Commentary for third public review of X3J11 C
Doug Gwyn
gwyn at smoke.ARPA
Wed Aug 24 02:56:15 AEST 1988
In article <59 at radix> jimv at radix.UUCP (Jim Valerio) writes:
>I found the responses to David Hough's comments in the last review cycle were
>often depressingly mechanical, unbalanced, and to my mind, unreasoned.
The "mechanical" aspect may be partly due to the existence of a list of
"stock response codes" that the Committee uses for its convenience in
recording answers to issues raised. In cases where the proposal was
rejected, there is also supposed to be additional explanation. As it
happens, sometimes the additional explanation is not provided, or the
one provided makes no sense to the response document editor and reviewers,
so we have to try to provide additional explanation that reflects the
Committee's position as best as we understand it.
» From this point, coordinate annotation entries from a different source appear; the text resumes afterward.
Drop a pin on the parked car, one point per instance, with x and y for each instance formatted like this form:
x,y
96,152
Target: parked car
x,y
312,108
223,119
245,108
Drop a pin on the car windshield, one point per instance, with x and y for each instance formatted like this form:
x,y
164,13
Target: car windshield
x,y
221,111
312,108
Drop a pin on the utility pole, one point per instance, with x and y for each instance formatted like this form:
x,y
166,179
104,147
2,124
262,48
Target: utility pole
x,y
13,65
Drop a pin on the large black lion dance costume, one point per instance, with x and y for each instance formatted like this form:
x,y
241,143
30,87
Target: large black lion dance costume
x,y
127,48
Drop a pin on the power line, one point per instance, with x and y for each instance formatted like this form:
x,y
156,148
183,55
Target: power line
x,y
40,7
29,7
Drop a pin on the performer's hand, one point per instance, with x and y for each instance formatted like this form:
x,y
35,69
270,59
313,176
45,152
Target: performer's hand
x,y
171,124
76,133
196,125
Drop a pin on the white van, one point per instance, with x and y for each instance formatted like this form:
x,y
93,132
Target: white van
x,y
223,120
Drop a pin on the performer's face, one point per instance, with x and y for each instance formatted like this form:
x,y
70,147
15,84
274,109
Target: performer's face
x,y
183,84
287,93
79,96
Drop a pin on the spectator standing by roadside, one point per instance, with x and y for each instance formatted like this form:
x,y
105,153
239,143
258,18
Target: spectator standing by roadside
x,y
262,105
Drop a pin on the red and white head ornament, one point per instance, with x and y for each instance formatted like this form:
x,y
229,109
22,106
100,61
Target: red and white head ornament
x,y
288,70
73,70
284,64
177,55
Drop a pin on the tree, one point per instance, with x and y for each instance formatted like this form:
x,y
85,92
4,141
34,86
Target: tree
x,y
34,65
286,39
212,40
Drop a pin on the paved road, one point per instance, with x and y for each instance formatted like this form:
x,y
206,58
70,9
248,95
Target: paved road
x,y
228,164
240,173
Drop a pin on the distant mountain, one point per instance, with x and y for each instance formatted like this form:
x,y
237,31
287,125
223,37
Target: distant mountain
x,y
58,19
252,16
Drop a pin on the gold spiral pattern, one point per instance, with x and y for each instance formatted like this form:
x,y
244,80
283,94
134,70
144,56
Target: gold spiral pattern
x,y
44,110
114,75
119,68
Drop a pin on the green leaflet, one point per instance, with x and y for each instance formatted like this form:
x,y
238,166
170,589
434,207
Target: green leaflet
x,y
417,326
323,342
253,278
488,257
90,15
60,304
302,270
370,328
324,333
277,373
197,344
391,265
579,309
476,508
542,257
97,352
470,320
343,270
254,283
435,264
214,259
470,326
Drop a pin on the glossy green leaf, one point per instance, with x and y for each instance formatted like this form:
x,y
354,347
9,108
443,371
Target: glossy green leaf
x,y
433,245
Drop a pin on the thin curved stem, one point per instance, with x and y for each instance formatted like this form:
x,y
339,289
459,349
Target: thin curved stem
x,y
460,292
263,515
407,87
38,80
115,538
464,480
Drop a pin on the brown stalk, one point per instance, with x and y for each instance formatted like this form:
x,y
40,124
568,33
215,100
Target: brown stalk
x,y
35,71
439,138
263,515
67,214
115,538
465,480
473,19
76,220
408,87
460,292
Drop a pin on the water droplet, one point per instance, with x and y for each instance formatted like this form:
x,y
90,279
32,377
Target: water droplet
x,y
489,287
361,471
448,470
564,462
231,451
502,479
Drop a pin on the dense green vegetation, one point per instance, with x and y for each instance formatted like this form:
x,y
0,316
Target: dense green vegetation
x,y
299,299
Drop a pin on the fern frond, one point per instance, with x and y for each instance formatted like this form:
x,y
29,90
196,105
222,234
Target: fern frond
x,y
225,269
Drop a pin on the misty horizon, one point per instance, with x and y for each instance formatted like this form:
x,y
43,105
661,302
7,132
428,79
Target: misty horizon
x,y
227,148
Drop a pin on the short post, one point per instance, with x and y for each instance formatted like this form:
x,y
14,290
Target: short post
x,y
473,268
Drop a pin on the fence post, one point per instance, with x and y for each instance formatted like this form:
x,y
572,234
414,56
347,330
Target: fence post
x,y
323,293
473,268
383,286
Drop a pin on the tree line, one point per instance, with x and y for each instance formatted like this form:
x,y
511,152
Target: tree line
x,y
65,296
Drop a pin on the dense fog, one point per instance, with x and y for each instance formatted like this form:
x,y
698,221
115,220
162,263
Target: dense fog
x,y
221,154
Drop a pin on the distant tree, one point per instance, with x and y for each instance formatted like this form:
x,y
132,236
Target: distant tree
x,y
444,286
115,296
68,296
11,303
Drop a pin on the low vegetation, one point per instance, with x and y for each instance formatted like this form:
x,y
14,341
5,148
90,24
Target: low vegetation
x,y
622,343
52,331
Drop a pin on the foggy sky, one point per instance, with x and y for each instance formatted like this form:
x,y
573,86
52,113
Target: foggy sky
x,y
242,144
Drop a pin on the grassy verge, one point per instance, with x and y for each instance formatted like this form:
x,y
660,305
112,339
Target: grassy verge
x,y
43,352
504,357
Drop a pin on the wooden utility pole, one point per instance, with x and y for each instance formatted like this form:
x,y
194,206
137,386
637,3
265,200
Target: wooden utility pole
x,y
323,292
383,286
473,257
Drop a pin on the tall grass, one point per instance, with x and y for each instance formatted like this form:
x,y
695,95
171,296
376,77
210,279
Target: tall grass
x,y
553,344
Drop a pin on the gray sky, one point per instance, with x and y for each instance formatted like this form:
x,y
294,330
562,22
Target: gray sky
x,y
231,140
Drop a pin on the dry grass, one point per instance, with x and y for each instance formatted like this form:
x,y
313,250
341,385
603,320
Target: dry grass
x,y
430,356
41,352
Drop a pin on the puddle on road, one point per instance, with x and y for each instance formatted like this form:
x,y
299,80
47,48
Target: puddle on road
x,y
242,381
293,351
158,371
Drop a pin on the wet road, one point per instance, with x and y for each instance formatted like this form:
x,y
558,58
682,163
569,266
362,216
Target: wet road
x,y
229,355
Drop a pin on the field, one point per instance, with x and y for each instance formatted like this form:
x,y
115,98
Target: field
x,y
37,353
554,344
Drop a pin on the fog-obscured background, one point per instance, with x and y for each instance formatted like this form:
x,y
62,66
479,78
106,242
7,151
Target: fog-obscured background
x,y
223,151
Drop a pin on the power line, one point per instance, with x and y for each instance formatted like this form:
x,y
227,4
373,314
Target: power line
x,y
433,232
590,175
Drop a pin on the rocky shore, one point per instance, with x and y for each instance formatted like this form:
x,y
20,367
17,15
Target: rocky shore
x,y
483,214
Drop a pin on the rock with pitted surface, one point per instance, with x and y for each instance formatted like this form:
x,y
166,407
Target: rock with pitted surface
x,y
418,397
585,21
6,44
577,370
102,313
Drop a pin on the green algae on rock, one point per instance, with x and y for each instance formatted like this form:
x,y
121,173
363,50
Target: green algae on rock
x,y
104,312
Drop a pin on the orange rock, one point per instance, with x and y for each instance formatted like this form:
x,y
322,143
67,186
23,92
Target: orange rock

I will admit that
less-than-perfect responses are sometimes the result.
Also consider that a full rebuttal to a lengthy paper like Hough's
would take far more work than anyone was prepared to do.
>... Compare this to the decision not to
>standardize hypot(), a function which exists on both BSD and SysV systems,
>a function the Committee called an "invention of limited utility". Oddly
>enough, the complementary atan2() function is standardized; the Committee
>explains atan2() "can be used for purposes other than conversion to polar
>coordinates", an argument that actually seems to apply more correctly to
>hypot().
Although I favor standardizing hypot(), I have to say that I almost
never have found occasion to use it, unlike atan2() which is the main
inverse-trig function (if you find yourself using some other inverse-
trig function, odds are you made the wrong choice).
>I hope that Doug, and the Committee as a whole, will very carefully read
>and consider David Hough's comments in this coming review, and perhaps
>supply better considered and self-consistent responses than those that
>were provided in the previous review cycle.
I actually supported many of Hough's suggestions. Unfortunately, out
of perhaps 30 to 40 voting members of the Committee, fewer than a dozen
have significant experience using C for large-scale floating-point
applications. This makes it hard to "sell" improvements in this area.
Since the majority have little to gain (and their compiler/library work
would be increased) by making such changes, naturally such proposals
have a hard time obtaining the necessary 2/3 majority vote to be adopted.
In fact, only remedies for really glaring deficiencies have much chance
of gaining such a majority. And at this stage of the process, any
substantive change has very little chance no matter how nice it might
have been if it had been incorporated in the proposed Standard earlier.